Planets are popping up all over the galaxy

But, while we can detect them, tantalizing details are beyond our reach.

Posted: July 30, 2007

WASHINGTON - It's boom time for planet hunters. Astronomers are bagging new worlds at an average rate of more than two a month.

As of Friday, the latest available date, 248 extrasolar planets had been detected circling other stars in the Milky Way galaxy. Among them are 25 alien "solar systems" consisting of two, three or four bodies orbiting single suns.

At least four new exoplanets, as they're also called, were reported just this month; three were found in May and 28 over the last 12 months. The smallest known exoplanet, only twice as wide and five times heavier than Earth, was discovered in April.

"Ten years ago, we knew of no extrasolar planets," says John Bally, an astronomer at the University of Colorado in Boulder. "Now we're discovering planets almost weekly."

Or as Sylvain Korzennik, a researcher at the Harvard-Smithsonian Center for Astrophysics in Cambridge, Mass., put it: "Extrasolar planets are everywhere in the sky."

In addition to simply boosting the count of planets, new technologies are letting scientists begin to analyze the chemical makeup of their finds. Water molecules have been spotted in the atmosphere of at least one new planet. The fingerprints of elements such as carbon, oxygen, sodium, silicon and iron have shown up.

So far, none of the known exoplanets seems likely to harbor life. That's because almost all the discoveries are what are known as gas giants, as big as or bigger than our own Jupiter.

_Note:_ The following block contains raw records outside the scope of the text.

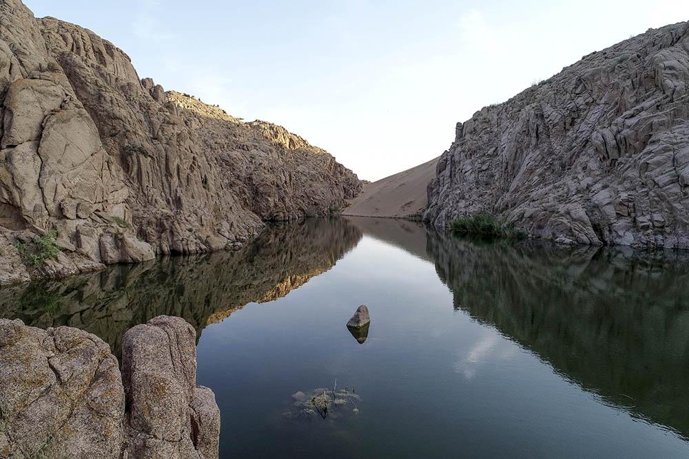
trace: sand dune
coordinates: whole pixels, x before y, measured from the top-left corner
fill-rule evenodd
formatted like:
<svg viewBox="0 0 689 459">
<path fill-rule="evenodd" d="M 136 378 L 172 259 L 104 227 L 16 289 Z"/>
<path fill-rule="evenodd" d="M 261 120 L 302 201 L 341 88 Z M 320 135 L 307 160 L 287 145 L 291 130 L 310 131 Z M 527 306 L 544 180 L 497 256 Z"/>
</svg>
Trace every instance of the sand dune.
<svg viewBox="0 0 689 459">
<path fill-rule="evenodd" d="M 364 186 L 342 215 L 403 218 L 426 209 L 426 186 L 435 175 L 438 158 Z"/>
</svg>

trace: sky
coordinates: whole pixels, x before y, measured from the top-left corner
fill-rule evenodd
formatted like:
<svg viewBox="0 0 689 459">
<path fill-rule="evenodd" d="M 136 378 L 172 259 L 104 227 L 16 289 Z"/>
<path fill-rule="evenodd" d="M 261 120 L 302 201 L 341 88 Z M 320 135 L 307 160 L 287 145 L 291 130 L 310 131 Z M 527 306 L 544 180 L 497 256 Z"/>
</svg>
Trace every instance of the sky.
<svg viewBox="0 0 689 459">
<path fill-rule="evenodd" d="M 683 0 L 24 1 L 113 42 L 141 78 L 282 125 L 370 180 L 583 56 L 689 20 Z"/>
</svg>

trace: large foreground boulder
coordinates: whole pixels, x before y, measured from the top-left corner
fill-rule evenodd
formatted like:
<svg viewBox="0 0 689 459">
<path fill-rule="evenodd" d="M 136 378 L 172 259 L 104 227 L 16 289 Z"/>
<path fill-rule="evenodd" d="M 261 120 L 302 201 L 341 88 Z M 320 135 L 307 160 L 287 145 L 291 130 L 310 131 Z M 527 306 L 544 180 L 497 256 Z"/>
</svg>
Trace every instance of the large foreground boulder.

Most of them huddle close to their stars - inside Mercury's orbit if they were in our solar system - and are far too hot for liquid water, an essential ingredient for life as we know it.

Many orbit so rapidly that their years last only a few days.

"The known exoplanets are very different from our own," says Sara Seager, a planetary scientist at the Massachusetts Institute of Technology.

The reason astronomers are finding mostly big, close-in planets is that they're easier to detect than Earth-size objects. Planet hunters are confident, however, that new telescopes soon will be able to identify smaller, solid bodies in Earthlike orbits in the so-called "habitable zone": close enough, but not too close, to their stars to permit liquid water and perhaps life.

"No question there are habitable planets out there," Seager says. "Whether they are inhabited is uncertain."

The pace of discovery is bound to increase. A European planet-hunting satellite named Corot was launched in December and reported its first discovery May 3.

In early 2009, NASA will launch a more powerful telescope, named Kepler, that is designed to monitor 100,000 stars in the northern sky for four years. Kepler will have "enough precision to find Earth-size planets," says William Borucki, a space scientist at NASA's Ames Research Laboratory in Mountain View, Calif.

Borucki says he hopes to find 50 Earthlike planets and 500 objects twice as massive using a relatively new technique known as "transit photometry."

The method measures the tiny dip in a star's light as a planet passes in front of it as seen from Earth - like "a gnat flying across a headlight," Borucki says. At least 20 planets have been found this way.

The overwhelming majority of the new planets were identified by an older technique known as "radial velocity." This refers to the minute wobble in a star's motion caused by a planet's gravity as it orbits around it. The effect is like the motion of your body when you swing a bucket full of water around your head.

No distant planets have been imaged directly as yet. A NASA satellite called the Terrestrial Planet Finder might have been able to do the job, but it was scrapped last year because of technical problems and cost.


Intriguing Extrasolar Planets

The first planets outside our solar system were spotted in 1990. The current tally - nearly 250 - ranges from large gassy giants to small rocky worlds. Some are two-faced planets of fire and ice. Others float eerily in space, bound to no star. Here are some oddballs and record holders, as compiled by Space.com.

Youngest

The youngest exoplanet yet discovered is less than a million years old. It orbits Coku Tau 4, a star 420 light-years away. Astronomers inferred the planet's presence from an enormous hole in the dusty disk that girdles the star. The hole is 10 times the size of Earth's orbit around the Sun and was probably caused by the planet's clearing a space in the dust as it orbits the star.

Oldest

The oldest is a primeval world 12.7 billion years old that formed more than 8 billion years before Earth - just 2 billion years after the Big Bang. Its discovery, by Penn State researcher Steinn Sigurdsson's team, suggests planets are common in the universe and raises the prospect that life began far sooner than most scientists thought.

Shrinker

A year on HD209458b equals 31/2 Earth days. The planet orbits so close to its star that its atmosphere is being blown away by gales of stellar wind. Scientists estimate the planet is losing at least 10,000 tons of material every second. Eventually, only a dead core of the shrinking planet will remain.

Smallest

Gliese 581 C marked a milestone in the search for worlds beyond our solar system. It is the smallest exoplanet ever detected, and the first to lie within the habitable zone of its parent star, thus raising the possibility that its surface could sustain liquid water, or even life. It is 50 percent bigger and 5 times more massive than Earth.